La Xunta de Galicia, que el fallecido presidió durante más de 15 años, decretó tres días de luto oficial en la comunidad, cuyo actual presidente, Alberto Núñez Feijoo, también elogió la figura política de Fraga.

"(Siento) Orgullo y agradecimiento como español, porque don Manuel figurará para siempre como actor fundamental de la transición y como parte de la generación que apostó por una España abierta y plural", dijo Núñez Feijoo antes de salir hacia Madrid para asistir al velatorio.

Manuel Fraga falleció en su domicilio madrileño a causa de una afección respiratoria que venía sufriendo desde hace días, informaron diversos medios.

Está previsto que Fraga sea enterrado mañana martes en el cementerio de Perbes, un pueblo de La Coruña, donde descansan los restos de su esposa María del Carmen Estévez, con la que tuvo cinco hijos, desde 1996.

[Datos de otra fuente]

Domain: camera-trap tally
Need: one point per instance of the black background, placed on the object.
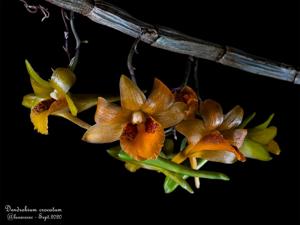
(92, 188)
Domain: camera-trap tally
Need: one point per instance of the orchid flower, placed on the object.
(215, 138)
(53, 98)
(188, 96)
(139, 123)
(260, 141)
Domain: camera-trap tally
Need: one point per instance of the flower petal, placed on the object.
(254, 150)
(189, 97)
(217, 156)
(211, 142)
(233, 118)
(192, 129)
(40, 121)
(143, 141)
(31, 100)
(211, 113)
(72, 107)
(172, 116)
(160, 99)
(266, 123)
(110, 113)
(86, 101)
(103, 133)
(73, 119)
(39, 115)
(132, 98)
(235, 136)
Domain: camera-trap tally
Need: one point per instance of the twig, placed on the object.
(195, 73)
(174, 41)
(132, 51)
(35, 8)
(74, 60)
(188, 70)
(66, 34)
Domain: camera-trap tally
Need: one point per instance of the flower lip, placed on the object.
(138, 117)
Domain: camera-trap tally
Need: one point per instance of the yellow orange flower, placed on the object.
(53, 98)
(139, 123)
(216, 137)
(188, 96)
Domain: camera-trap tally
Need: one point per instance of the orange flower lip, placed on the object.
(206, 137)
(139, 123)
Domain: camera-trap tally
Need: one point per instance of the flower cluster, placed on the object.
(142, 125)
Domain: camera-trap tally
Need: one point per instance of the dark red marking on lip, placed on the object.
(43, 105)
(130, 131)
(150, 125)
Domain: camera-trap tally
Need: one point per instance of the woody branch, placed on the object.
(109, 15)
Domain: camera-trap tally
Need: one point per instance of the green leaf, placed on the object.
(170, 185)
(183, 144)
(262, 136)
(168, 165)
(175, 180)
(254, 150)
(265, 124)
(247, 120)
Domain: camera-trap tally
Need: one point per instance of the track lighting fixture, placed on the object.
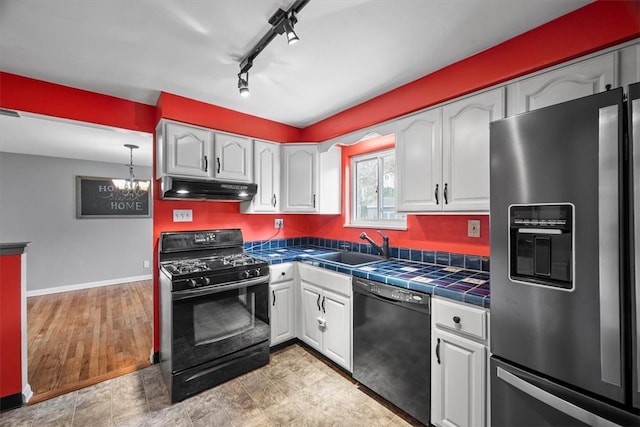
(243, 84)
(282, 22)
(292, 37)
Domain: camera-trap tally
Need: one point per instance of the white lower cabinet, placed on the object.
(282, 307)
(326, 313)
(458, 364)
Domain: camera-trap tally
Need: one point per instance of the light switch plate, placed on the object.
(474, 228)
(182, 215)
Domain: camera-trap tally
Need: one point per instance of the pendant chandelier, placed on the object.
(131, 184)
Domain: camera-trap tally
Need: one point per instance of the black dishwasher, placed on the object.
(391, 345)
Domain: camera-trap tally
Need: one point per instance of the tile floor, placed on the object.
(295, 389)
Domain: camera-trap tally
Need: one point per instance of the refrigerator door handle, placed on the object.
(609, 256)
(554, 401)
(635, 170)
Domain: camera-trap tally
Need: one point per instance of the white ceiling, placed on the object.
(349, 50)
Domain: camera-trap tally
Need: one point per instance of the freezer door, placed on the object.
(634, 215)
(567, 155)
(519, 398)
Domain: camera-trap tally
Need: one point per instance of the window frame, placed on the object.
(380, 223)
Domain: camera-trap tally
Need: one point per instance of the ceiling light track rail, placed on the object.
(282, 22)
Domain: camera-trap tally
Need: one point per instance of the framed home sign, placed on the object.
(100, 198)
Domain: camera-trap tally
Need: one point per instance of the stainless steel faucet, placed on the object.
(384, 250)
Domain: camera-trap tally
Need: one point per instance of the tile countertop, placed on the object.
(455, 283)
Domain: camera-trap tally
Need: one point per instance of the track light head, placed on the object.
(243, 84)
(292, 37)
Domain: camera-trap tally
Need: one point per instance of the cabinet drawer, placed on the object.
(460, 317)
(280, 272)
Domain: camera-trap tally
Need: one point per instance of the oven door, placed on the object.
(216, 321)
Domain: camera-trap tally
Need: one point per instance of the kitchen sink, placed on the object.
(350, 258)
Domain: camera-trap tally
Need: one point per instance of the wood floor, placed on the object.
(79, 338)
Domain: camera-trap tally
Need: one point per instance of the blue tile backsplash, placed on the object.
(468, 262)
(455, 276)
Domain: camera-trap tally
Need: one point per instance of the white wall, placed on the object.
(38, 205)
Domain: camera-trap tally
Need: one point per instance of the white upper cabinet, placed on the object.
(300, 189)
(192, 151)
(233, 158)
(564, 84)
(267, 171)
(419, 161)
(465, 150)
(442, 155)
(188, 150)
(330, 181)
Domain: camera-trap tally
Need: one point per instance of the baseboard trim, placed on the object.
(11, 401)
(88, 285)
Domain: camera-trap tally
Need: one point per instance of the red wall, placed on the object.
(10, 325)
(593, 27)
(35, 96)
(596, 26)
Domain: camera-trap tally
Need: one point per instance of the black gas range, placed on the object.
(214, 310)
(198, 270)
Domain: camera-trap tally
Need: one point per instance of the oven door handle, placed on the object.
(208, 290)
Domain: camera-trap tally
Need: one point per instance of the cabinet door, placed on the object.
(336, 340)
(458, 381)
(234, 158)
(267, 173)
(419, 162)
(188, 150)
(329, 200)
(300, 185)
(465, 150)
(281, 312)
(564, 84)
(310, 331)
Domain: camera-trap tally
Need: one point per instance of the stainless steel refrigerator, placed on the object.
(565, 212)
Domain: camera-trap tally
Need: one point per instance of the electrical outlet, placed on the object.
(182, 215)
(474, 228)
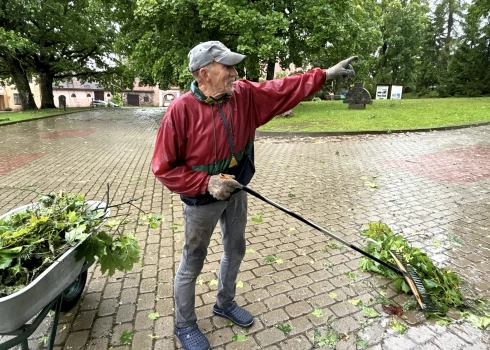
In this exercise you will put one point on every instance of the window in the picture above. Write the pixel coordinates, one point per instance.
(16, 99)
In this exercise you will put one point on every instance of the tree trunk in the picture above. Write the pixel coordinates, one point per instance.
(46, 86)
(21, 82)
(271, 65)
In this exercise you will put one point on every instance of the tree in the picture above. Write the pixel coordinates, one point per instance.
(404, 23)
(13, 52)
(266, 31)
(468, 70)
(341, 30)
(66, 39)
(447, 14)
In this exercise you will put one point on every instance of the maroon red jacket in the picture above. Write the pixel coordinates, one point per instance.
(192, 142)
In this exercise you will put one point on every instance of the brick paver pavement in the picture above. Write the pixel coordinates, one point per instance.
(428, 186)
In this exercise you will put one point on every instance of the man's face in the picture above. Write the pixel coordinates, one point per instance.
(221, 79)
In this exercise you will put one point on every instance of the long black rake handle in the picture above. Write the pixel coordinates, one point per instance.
(328, 233)
(412, 279)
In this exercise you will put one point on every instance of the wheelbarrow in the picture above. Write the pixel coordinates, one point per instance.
(58, 288)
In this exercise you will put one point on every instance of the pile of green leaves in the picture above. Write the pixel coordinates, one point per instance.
(31, 240)
(443, 286)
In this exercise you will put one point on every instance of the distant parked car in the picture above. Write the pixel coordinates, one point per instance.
(98, 103)
(112, 104)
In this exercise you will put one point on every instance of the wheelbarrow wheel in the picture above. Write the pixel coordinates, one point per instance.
(73, 293)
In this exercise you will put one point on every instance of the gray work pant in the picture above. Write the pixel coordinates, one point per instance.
(199, 223)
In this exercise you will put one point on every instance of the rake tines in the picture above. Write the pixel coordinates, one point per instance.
(415, 283)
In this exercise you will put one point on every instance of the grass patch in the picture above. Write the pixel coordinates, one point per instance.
(41, 113)
(383, 115)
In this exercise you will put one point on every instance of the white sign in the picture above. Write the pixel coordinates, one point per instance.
(382, 92)
(396, 92)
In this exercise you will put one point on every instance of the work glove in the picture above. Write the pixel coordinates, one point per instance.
(342, 69)
(221, 188)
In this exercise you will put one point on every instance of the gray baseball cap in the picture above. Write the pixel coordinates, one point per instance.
(205, 53)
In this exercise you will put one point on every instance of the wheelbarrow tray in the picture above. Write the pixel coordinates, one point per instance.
(18, 308)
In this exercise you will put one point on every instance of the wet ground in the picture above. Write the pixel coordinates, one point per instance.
(431, 187)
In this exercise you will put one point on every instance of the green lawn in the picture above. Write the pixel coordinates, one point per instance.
(383, 115)
(18, 116)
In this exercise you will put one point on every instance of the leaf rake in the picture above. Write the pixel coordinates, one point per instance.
(404, 268)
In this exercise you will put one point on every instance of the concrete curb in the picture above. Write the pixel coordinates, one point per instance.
(361, 132)
(47, 116)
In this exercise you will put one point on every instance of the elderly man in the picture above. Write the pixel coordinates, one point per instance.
(208, 131)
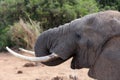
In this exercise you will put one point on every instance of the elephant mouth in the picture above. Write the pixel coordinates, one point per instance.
(49, 60)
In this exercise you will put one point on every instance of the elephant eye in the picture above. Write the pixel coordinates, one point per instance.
(78, 36)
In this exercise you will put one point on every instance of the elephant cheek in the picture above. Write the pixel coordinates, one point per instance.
(75, 64)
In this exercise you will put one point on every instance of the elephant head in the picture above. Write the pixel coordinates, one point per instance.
(82, 39)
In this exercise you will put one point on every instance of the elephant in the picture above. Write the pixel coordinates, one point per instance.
(92, 41)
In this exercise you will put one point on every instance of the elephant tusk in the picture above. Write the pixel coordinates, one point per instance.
(35, 59)
(27, 51)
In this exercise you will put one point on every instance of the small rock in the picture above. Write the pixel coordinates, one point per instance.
(29, 65)
(19, 72)
(37, 79)
(57, 78)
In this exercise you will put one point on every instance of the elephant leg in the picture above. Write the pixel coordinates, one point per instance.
(107, 66)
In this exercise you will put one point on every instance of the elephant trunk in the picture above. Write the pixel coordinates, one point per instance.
(36, 59)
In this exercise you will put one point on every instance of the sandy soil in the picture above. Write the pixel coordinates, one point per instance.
(12, 68)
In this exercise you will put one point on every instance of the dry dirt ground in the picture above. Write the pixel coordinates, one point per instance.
(12, 68)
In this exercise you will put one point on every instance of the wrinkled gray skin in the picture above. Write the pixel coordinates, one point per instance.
(93, 41)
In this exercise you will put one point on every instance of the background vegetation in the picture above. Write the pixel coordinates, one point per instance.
(21, 21)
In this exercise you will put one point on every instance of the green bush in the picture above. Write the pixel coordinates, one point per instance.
(50, 13)
(24, 34)
(109, 4)
(4, 38)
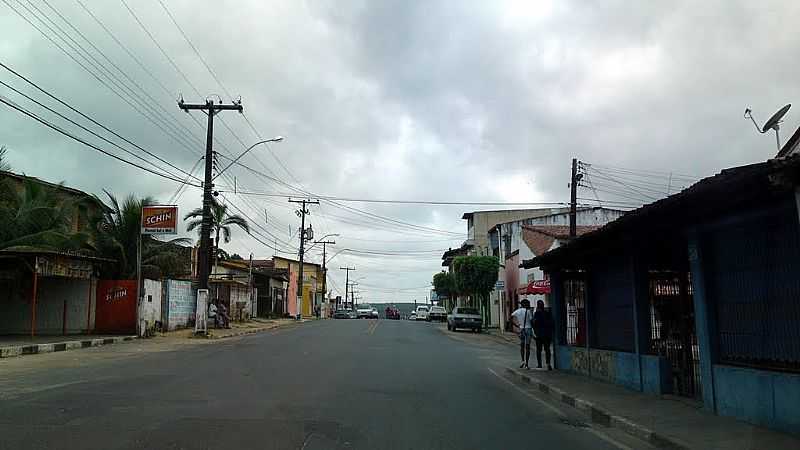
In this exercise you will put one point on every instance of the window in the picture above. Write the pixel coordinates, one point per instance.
(574, 322)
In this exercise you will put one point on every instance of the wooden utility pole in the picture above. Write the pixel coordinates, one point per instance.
(573, 200)
(324, 269)
(303, 235)
(204, 252)
(346, 282)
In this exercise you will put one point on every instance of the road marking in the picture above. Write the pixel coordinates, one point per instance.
(560, 413)
(372, 327)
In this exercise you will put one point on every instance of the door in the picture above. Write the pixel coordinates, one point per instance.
(672, 329)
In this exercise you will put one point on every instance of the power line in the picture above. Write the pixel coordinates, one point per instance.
(196, 52)
(66, 133)
(163, 52)
(101, 137)
(409, 202)
(89, 71)
(164, 114)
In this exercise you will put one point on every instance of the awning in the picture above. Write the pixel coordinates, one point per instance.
(535, 287)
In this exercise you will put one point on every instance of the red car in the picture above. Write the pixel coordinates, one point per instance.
(392, 313)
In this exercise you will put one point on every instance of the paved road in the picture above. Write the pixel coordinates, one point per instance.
(321, 385)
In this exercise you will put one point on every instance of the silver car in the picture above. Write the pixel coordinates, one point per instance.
(464, 317)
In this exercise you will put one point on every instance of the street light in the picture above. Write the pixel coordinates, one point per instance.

Otro de los políticos que se acercaron a despedirse del singular político gallego fue el candidato a la dirección de los socialistas Alfredo Pérez Rubalcaba, quien dijo que en estos momentos prefería quedarse con las cosas más positivas de Fraga.

"Me gustaría quedarme en primer lugar con el Fraga padre de la Constitución que nos ha permitido vivir en esta democracia ya solida y solvente. Y en segundo lugar me gustaría quedarme con ese Fraga que supo entender la necesidad de cambiar e integrarse en el sistema democrático y con él una parte de la derecha franquista", señaló Pérez Rubalcaba a la salida de la capilla ardiente acompañado del ex ministro de Fomento, el gallego José Blanco.

Fraga fue uno de los llamados 'padres' de la Constitución española de 1978, fue presidente de Galicia y en su última etapa ocupó un puesto en el Senado, cargo del que había ido reduciendo su actividad el año pasado tras someterse a una operación de cadera.